The Finance Association at EPFL is starting a new season! At our first article this academic year we would like to give students of EPFL some insights from the industry of finance and point out at some career opportunities at this field.
While our editorial strongly believe that the main advantage of the EPFL students is the ability to quickly absorb information and becoming experts at any field they wish to work at, at this particular article we will mostly concentrate on the technical positions within finance, i.e. quants (thought there are a lot of EPFL graduates working at other fields of finance). This being said, let us give you a bit more clarification on who are the quants and what are their responsibilities in the modern job market.
To begin with, quants are people who usually have an education in mathematics, physics, computer science, engineering and who applies their expertise in finance. Quants are primarily running a quantitative analyst, which is according to investopedia “is a technique that seeks to understand behavior by using mathematical and statistical modeling, measurement, and research.”
Now, roughly speaking, we can divide quants into several groups: risk, research, developers and structure quants.
Of course, the composition of the office and actual responsibilities are heavily depending on the firm we consider. Here we intend to give a general description and preferred background.
As practitioners are saying, nowadays about 90% of job market for quants consist of the risk quants. It is a common view that after the crisis people tend to have less and less alphas (gains on the strategies), so what is of the attraction of the clients is how their investments are hedged. Risk quant is a person who is looking at the risks of the portfolio and who analysis how those risks should be hedged. We believe that here is a big room for mathematicians, since risk quant is a growing field and there are mathematically sophisticated models being introduced as we speak.

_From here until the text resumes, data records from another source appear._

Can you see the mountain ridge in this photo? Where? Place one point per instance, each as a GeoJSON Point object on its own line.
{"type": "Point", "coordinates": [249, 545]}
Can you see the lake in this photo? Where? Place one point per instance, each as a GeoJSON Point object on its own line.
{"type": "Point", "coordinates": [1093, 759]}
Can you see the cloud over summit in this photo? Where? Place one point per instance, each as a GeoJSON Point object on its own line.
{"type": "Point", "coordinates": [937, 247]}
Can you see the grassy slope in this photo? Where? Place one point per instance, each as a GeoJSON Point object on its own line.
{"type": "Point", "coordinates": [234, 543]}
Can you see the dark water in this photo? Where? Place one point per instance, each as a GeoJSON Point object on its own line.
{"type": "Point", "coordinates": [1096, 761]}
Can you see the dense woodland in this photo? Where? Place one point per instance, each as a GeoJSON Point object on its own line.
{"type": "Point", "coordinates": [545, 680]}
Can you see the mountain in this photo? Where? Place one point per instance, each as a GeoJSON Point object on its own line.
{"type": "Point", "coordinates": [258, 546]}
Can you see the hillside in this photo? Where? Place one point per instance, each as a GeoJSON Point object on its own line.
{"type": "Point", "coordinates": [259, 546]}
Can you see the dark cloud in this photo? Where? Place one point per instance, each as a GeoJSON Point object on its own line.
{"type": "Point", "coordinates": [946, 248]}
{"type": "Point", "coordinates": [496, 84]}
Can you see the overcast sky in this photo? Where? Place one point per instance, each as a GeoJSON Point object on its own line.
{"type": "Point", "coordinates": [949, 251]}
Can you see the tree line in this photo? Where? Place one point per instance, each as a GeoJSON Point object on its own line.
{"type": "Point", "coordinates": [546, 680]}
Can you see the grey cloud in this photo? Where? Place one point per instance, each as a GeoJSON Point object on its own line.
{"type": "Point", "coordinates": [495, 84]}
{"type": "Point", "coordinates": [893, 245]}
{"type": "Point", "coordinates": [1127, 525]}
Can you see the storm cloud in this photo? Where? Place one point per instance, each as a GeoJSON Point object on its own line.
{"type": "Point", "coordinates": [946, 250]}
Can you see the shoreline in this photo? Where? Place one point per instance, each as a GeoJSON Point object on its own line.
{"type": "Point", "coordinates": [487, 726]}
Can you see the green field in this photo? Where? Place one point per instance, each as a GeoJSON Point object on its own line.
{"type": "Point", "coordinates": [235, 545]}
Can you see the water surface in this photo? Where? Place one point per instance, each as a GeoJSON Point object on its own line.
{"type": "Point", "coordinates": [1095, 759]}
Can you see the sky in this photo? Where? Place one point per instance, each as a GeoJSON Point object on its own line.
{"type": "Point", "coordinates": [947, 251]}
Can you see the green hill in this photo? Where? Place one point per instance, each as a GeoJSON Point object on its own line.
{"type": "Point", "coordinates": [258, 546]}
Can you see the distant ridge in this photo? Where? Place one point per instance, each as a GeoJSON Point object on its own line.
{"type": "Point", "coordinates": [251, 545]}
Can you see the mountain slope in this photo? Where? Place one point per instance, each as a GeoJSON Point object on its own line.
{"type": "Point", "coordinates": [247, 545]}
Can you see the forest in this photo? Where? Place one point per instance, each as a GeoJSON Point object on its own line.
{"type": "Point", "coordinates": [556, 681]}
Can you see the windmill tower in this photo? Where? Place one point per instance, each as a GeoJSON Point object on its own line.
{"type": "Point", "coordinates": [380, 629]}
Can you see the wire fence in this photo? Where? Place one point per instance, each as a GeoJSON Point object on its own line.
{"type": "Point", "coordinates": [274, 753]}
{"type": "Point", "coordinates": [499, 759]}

On the contrary to the risk quants who are concerned with distribution of losses, research quants are developing new models to gain a profit from the market. Here the difference in responsibilities is wide. At some banks usual day of quant researcher would be to investigate mathematical models to increase the profit of the strategies, that could be, for example, a problem of transaction optimization (the profit one might have from selling a stock could simply evaporate if we think of all the taxes and transaction costs linked to this position).

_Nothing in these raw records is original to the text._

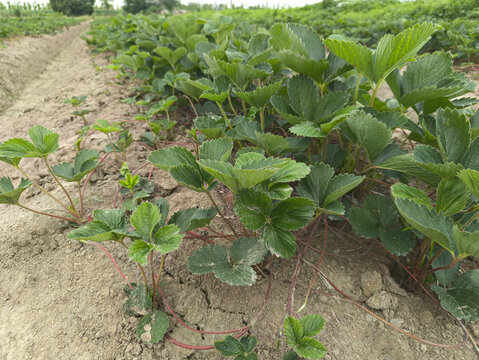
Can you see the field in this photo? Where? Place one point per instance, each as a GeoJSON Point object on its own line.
{"type": "Point", "coordinates": [245, 177]}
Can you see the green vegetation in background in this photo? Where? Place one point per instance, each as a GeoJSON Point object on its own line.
{"type": "Point", "coordinates": [366, 21]}
{"type": "Point", "coordinates": [28, 20]}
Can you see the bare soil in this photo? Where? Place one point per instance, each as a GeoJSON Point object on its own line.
{"type": "Point", "coordinates": [63, 299]}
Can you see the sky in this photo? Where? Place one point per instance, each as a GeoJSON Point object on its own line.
{"type": "Point", "coordinates": [246, 3]}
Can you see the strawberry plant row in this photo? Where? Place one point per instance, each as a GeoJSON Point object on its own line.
{"type": "Point", "coordinates": [294, 126]}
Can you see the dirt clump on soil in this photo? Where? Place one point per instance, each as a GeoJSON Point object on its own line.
{"type": "Point", "coordinates": [63, 299]}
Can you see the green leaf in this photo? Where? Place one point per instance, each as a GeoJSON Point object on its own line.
{"type": "Point", "coordinates": [152, 327]}
{"type": "Point", "coordinates": [357, 55]}
{"type": "Point", "coordinates": [167, 239]}
{"type": "Point", "coordinates": [310, 349]}
{"type": "Point", "coordinates": [218, 149]}
{"type": "Point", "coordinates": [272, 144]}
{"type": "Point", "coordinates": [279, 241]}
{"type": "Point", "coordinates": [144, 219]}
{"type": "Point", "coordinates": [45, 141]}
{"type": "Point", "coordinates": [290, 171]}
{"type": "Point", "coordinates": [139, 250]}
{"type": "Point", "coordinates": [85, 162]}
{"type": "Point", "coordinates": [292, 213]}
{"type": "Point", "coordinates": [229, 346]}
{"type": "Point", "coordinates": [340, 185]}
{"type": "Point", "coordinates": [324, 188]}
{"type": "Point", "coordinates": [193, 218]}
{"type": "Point", "coordinates": [260, 96]}
{"type": "Point", "coordinates": [188, 176]}
{"type": "Point", "coordinates": [453, 134]}
{"type": "Point", "coordinates": [445, 276]}
{"type": "Point", "coordinates": [243, 253]}
{"type": "Point", "coordinates": [8, 193]}
{"type": "Point", "coordinates": [395, 51]}
{"type": "Point", "coordinates": [452, 196]}
{"type": "Point", "coordinates": [252, 208]}
{"type": "Point", "coordinates": [403, 191]}
{"type": "Point", "coordinates": [110, 224]}
{"type": "Point", "coordinates": [467, 243]}
{"type": "Point", "coordinates": [372, 134]}
{"type": "Point", "coordinates": [139, 300]}
{"type": "Point", "coordinates": [471, 179]}
{"type": "Point", "coordinates": [312, 324]}
{"type": "Point", "coordinates": [435, 226]}
{"type": "Point", "coordinates": [299, 335]}
{"type": "Point", "coordinates": [461, 298]}
{"type": "Point", "coordinates": [293, 331]}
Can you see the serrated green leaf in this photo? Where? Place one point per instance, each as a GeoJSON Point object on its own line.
{"type": "Point", "coordinates": [461, 298]}
{"type": "Point", "coordinates": [435, 226]}
{"type": "Point", "coordinates": [357, 55]}
{"type": "Point", "coordinates": [310, 349]}
{"type": "Point", "coordinates": [292, 213]}
{"type": "Point", "coordinates": [193, 218]}
{"type": "Point", "coordinates": [467, 243]}
{"type": "Point", "coordinates": [45, 141]}
{"type": "Point", "coordinates": [229, 346]}
{"type": "Point", "coordinates": [252, 208]}
{"type": "Point", "coordinates": [280, 242]}
{"type": "Point", "coordinates": [272, 144]}
{"type": "Point", "coordinates": [188, 176]}
{"type": "Point", "coordinates": [445, 276]}
{"type": "Point", "coordinates": [403, 191]}
{"type": "Point", "coordinates": [8, 193]}
{"type": "Point", "coordinates": [340, 185]}
{"type": "Point", "coordinates": [394, 51]}
{"type": "Point", "coordinates": [218, 149]}
{"type": "Point", "coordinates": [471, 179]}
{"type": "Point", "coordinates": [312, 324]}
{"type": "Point", "coordinates": [372, 134]}
{"type": "Point", "coordinates": [260, 96]}
{"type": "Point", "coordinates": [453, 134]}
{"type": "Point", "coordinates": [139, 301]}
{"type": "Point", "coordinates": [167, 158]}
{"type": "Point", "coordinates": [452, 196]}
{"type": "Point", "coordinates": [144, 219]}
{"type": "Point", "coordinates": [167, 239]}
{"type": "Point", "coordinates": [139, 250]}
{"type": "Point", "coordinates": [152, 327]}
{"type": "Point", "coordinates": [110, 224]}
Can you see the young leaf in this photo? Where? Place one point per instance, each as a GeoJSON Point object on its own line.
{"type": "Point", "coordinates": [452, 196]}
{"type": "Point", "coordinates": [394, 51]}
{"type": "Point", "coordinates": [436, 226]}
{"type": "Point", "coordinates": [152, 327]}
{"type": "Point", "coordinates": [461, 298]}
{"type": "Point", "coordinates": [372, 134]}
{"type": "Point", "coordinates": [471, 179]}
{"type": "Point", "coordinates": [218, 149]}
{"type": "Point", "coordinates": [241, 349]}
{"type": "Point", "coordinates": [110, 224]}
{"type": "Point", "coordinates": [299, 335]}
{"type": "Point", "coordinates": [467, 243]}
{"type": "Point", "coordinates": [357, 55]}
{"type": "Point", "coordinates": [144, 219]}
{"type": "Point", "coordinates": [243, 253]}
{"type": "Point", "coordinates": [8, 193]}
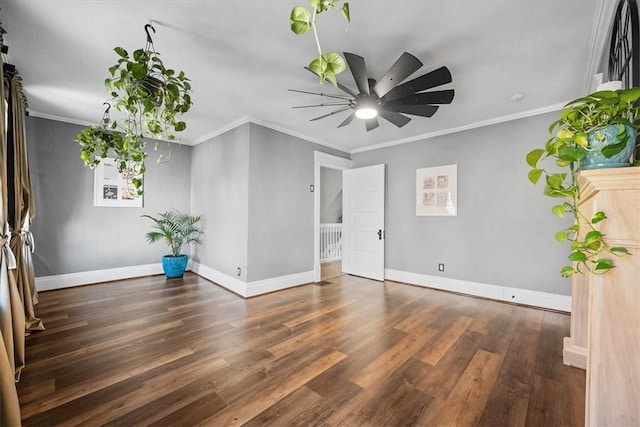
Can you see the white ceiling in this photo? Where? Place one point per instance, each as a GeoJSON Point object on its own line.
{"type": "Point", "coordinates": [242, 58]}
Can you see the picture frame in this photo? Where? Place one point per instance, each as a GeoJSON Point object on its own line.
{"type": "Point", "coordinates": [113, 188]}
{"type": "Point", "coordinates": [437, 191]}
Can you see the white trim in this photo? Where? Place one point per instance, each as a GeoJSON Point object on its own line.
{"type": "Point", "coordinates": [272, 126]}
{"type": "Point", "coordinates": [260, 287]}
{"type": "Point", "coordinates": [217, 132]}
{"type": "Point", "coordinates": [68, 280]}
{"type": "Point", "coordinates": [230, 283]}
{"type": "Point", "coordinates": [501, 293]}
{"type": "Point", "coordinates": [244, 120]}
{"type": "Point", "coordinates": [254, 288]}
{"type": "Point", "coordinates": [483, 123]}
{"type": "Point", "coordinates": [321, 159]}
{"type": "Point", "coordinates": [59, 118]}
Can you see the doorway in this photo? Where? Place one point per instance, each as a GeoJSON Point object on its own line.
{"type": "Point", "coordinates": [337, 165]}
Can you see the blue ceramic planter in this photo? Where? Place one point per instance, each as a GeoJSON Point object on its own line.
{"type": "Point", "coordinates": [600, 138]}
{"type": "Point", "coordinates": [174, 266]}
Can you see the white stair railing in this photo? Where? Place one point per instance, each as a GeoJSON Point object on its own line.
{"type": "Point", "coordinates": [330, 242]}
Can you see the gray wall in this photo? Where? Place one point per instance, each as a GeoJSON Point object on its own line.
{"type": "Point", "coordinates": [71, 234]}
{"type": "Point", "coordinates": [503, 234]}
{"type": "Point", "coordinates": [220, 193]}
{"type": "Point", "coordinates": [251, 185]}
{"type": "Point", "coordinates": [330, 195]}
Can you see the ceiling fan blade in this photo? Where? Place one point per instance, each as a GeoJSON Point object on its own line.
{"type": "Point", "coordinates": [406, 65]}
{"type": "Point", "coordinates": [371, 124]}
{"type": "Point", "coordinates": [328, 95]}
{"type": "Point", "coordinates": [416, 110]}
{"type": "Point", "coordinates": [328, 104]}
{"type": "Point", "coordinates": [434, 78]}
{"type": "Point", "coordinates": [395, 118]}
{"type": "Point", "coordinates": [331, 113]}
{"type": "Point", "coordinates": [435, 97]}
{"type": "Point", "coordinates": [348, 120]}
{"type": "Point", "coordinates": [340, 86]}
{"type": "Point", "coordinates": [359, 71]}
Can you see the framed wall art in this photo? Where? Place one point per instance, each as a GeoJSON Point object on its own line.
{"type": "Point", "coordinates": [112, 188]}
{"type": "Point", "coordinates": [437, 191]}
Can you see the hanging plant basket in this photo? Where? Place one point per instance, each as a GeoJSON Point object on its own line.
{"type": "Point", "coordinates": [152, 99]}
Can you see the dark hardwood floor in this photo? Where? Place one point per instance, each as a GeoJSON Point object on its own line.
{"type": "Point", "coordinates": [344, 352]}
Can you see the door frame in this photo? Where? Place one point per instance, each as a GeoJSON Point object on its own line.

Developer quants usually have a strong background in programming, computer science and software engineering. In the modern world where about half of all the transactions in the market are made by robots, it is essential for the companies to be on the edge of the technology. Quant developers usually construct and maintain a trading infrastructure for the models, build new reporting and visualization tools, help research team to improve their code for the model. They should have an experience with code optimization and software development.

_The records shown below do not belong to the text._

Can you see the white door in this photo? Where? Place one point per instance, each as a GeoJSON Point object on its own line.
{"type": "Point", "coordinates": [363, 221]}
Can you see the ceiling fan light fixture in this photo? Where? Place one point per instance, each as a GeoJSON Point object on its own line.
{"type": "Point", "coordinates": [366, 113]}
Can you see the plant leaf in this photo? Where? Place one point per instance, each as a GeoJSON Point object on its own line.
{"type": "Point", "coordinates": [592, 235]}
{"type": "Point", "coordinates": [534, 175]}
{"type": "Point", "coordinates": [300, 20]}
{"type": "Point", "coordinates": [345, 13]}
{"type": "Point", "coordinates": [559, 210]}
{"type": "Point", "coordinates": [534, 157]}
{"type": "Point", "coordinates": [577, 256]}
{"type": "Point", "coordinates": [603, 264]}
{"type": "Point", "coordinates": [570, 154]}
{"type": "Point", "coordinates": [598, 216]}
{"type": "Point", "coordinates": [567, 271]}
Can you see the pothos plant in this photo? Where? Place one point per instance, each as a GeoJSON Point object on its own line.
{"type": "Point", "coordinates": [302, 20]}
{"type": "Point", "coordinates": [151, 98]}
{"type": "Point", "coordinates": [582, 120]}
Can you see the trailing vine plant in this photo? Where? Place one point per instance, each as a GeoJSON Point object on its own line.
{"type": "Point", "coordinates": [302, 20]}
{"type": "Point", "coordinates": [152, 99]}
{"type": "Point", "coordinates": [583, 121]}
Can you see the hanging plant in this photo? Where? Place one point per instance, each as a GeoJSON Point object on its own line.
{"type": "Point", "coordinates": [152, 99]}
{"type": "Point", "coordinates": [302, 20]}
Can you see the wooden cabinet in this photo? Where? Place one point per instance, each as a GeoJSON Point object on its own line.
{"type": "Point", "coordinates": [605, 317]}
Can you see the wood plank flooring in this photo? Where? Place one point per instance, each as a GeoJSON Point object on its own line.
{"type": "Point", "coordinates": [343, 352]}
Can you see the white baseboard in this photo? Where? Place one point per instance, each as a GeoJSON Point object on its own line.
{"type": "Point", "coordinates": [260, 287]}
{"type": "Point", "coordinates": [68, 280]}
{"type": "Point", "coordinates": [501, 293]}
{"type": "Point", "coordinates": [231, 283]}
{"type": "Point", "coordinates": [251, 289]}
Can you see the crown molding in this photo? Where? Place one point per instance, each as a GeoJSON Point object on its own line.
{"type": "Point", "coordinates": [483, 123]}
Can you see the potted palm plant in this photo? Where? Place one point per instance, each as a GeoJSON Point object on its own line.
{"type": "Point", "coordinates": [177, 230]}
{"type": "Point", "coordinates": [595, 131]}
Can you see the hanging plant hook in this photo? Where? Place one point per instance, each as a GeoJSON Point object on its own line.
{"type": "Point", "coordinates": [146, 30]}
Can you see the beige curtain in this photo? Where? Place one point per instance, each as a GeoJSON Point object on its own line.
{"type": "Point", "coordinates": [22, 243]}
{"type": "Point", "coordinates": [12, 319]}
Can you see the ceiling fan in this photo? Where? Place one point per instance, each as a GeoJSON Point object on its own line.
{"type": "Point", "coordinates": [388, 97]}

Quant structure is another position mostly seeing in the banks. These professionals develop pricing models for the products. For example, a client could ask a bank to sell a specific derivative, in this case, quant structure would develop a mathematical model to determine a fair price of such a product, then, in simple words, they use the data from the market to fit the parameters and get a fair price for the clients.
We strongly believe that there are a lot of career possibilities for the engineers in the finance field. Here we have tried to highlight the difference in responsibilities for the different quant positions and mention the preferred background.